Ein Commissioner der Commodity Futures Trading Commission (CFTC) hat behauptet, dass die Behörde ermächtigt ist, Durchsetzungsmaßnahmen gegen Preismanipulation auf Bitcoin-Märkten zu ergreifen.

Kommissar Mark Wetjen hat die Bemerkungen bei einer Bitcoin-Konferenz am Bloomberg in New York am Montag gemacht.

Auf die Frage, ob die CFTC befugt sei, in ein solches Ereignis einzugreifen, sagte er:

"Es wurde nicht getestet, aber ich glaube, wir haben die Autorität, weil Bitcoin, denke ich, eine sehr vernünftige Lektüre ist unseres Statuts, klassifiziert als eine Ware und die Definition einer Ware nach dem Commodity Exchange Act. "

Er fügte hinzu, dass dies die Regulierungsbehörde die Befugnis, um die Durchsetzung bei jeder Art von manipulativen Aktivitäten zu bringen, wodurch die Reichweite von wie erweitern eine Ware kann definiert werden.

Auch Wetjen hat sich kürzlich für eine flexible Bitcoin-Regulierung ausgesprochen und gesagt, dass die digitale Währung für die CFTC wichtig geworden ist, weil Bitcoin-akzeptierende Händler die Notwendigkeit der Absicherung von Wertschwankungen signalisiert haben.

Interpretation der Policies

Die CFTC hat keinen "besonderen Fokus" auf Bitcoin und untersucht derzeit den Regelsatz und das Verständnis von Bitcoin-bezogenen regulatorischen Verpflichtungen wie bei allen Asset-Klassen.

Bitcoin habe eine Reihe von interessanten Herausforderungen für die CFTC geschaffen, sagte er. Zu den wichtigsten gehört die Überwachung von Börsen oder Tauschbörsen, die zur Einhaltung bestimmter Überwachungspflichten erforderlich sind.

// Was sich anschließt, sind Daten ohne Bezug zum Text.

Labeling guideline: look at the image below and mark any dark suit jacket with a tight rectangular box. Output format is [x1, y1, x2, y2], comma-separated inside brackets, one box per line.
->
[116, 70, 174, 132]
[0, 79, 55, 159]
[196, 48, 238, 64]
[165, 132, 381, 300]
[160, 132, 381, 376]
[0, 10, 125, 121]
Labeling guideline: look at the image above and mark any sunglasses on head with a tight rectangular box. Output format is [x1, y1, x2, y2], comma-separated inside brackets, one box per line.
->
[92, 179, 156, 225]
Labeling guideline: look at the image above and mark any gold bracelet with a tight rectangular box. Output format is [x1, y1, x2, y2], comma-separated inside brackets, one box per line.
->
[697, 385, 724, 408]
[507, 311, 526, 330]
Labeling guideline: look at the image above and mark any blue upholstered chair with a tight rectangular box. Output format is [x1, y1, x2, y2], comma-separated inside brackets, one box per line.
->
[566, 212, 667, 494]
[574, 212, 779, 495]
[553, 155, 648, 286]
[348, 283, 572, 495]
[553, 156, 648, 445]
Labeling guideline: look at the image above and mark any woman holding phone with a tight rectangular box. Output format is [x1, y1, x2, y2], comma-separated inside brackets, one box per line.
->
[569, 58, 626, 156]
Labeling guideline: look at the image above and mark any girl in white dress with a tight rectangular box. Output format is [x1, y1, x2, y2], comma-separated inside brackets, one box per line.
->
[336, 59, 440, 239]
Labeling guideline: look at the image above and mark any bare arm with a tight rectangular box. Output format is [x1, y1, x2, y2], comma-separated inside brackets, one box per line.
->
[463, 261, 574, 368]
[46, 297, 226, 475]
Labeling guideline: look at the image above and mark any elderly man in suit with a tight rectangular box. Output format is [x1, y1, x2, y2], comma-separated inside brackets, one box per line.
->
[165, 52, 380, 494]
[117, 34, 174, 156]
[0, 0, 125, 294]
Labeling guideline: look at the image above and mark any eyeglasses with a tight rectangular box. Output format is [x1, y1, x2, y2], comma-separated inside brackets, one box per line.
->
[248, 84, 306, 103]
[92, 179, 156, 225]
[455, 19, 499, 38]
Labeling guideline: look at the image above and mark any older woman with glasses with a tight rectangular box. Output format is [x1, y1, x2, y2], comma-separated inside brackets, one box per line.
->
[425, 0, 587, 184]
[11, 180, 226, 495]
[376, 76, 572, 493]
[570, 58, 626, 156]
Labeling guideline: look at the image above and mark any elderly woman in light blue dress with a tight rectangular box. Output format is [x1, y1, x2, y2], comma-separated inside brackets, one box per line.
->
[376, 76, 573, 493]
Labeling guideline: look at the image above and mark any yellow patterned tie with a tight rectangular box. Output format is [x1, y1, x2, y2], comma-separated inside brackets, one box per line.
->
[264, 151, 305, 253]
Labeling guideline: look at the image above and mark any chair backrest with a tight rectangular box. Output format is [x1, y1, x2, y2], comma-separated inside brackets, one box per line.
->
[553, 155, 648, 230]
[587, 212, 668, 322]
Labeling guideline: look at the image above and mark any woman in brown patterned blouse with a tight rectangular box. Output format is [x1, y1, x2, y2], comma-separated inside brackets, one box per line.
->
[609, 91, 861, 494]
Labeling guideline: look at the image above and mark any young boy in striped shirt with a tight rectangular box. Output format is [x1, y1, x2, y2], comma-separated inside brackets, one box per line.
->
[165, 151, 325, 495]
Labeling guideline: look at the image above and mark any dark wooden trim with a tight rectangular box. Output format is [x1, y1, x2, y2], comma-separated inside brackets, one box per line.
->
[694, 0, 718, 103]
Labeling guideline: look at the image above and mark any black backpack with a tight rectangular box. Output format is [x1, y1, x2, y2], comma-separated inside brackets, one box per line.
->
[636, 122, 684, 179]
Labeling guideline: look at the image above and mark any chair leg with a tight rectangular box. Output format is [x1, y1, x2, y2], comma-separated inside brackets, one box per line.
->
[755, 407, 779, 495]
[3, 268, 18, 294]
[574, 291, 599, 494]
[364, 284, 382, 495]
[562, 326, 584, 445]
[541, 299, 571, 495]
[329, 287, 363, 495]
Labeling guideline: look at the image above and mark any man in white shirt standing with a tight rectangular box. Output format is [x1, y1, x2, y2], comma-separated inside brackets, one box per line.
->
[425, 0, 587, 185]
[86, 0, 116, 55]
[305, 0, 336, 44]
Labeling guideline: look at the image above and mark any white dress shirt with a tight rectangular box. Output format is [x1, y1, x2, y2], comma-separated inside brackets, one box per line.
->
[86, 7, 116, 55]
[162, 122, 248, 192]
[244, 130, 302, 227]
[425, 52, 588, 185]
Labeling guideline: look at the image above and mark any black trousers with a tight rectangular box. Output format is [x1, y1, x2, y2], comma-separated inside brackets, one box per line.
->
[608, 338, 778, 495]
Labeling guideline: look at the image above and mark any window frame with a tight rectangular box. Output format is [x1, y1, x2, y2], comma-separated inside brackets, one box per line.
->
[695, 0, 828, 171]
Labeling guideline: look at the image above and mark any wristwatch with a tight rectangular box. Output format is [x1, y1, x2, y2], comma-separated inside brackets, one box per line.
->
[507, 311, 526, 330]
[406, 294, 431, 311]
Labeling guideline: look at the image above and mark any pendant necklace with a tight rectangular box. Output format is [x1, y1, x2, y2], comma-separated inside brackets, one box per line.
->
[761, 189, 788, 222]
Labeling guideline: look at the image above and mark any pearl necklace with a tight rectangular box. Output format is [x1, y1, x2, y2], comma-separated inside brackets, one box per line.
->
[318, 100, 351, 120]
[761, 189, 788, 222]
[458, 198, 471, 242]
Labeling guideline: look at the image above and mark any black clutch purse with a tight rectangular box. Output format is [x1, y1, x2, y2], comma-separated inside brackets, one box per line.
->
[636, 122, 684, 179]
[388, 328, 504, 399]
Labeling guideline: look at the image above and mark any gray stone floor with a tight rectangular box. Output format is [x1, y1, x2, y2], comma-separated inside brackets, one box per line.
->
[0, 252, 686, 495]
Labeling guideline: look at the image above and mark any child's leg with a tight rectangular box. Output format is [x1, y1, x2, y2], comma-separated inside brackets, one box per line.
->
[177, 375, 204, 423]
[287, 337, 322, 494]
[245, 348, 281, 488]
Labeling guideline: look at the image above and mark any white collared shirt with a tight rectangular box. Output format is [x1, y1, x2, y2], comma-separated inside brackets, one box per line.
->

"Es war bisher nicht wirklich notwendig, dass wir die Richtlinien selbst überdenken", sagte er. "Es ist mehr ein Problem mit Interpretation und Verständnis. "

Die Agentur hat insbesondere das erste regulierte Finanzinstrument für Bitcoin in den USA genehmigt, als sie im September grünes Licht für den Tausch der Ausführungseinrichtung TeraExchange für den Start von USD / BTC-Swaps auf ihrer Plattform gab.

Approaching regulation

Das Bloomberg-Panel, über das er sprach, diskutierte eine Reihe von Fragen, einschließlich des New Yorker BitLicense-Vorschlags, Reputationsrisiken im Zusammenhang mit Bitcoin, negativer Publicity und mangelndem Verständnis von Kryptowährungen.

Jennifer Shasky Calvery, Direktorin des Financial Crimes Enforcement Network des US-Finanzministeriums, begrüßte die vom New Yorker Finanzministerium (NYDFS) eingeleiteten Regulierungsbemühungen und sagte, der gesamte Prozess sei "offen und iterativ" gewesen und würde dies tun Es wäre gut, eine vernünftige, aber starke Regulierung auf staatlicher Ebene zu haben.

"Ich bin ermutigt von der Tatsache, dass wir einen Staat wie New York und andere Staaten haben, die Lizenzen vergeben und versuchen, einige der Probleme zu überdenken", sagte sie.

Tanaya Macheel trug zur Berichterstattung bei.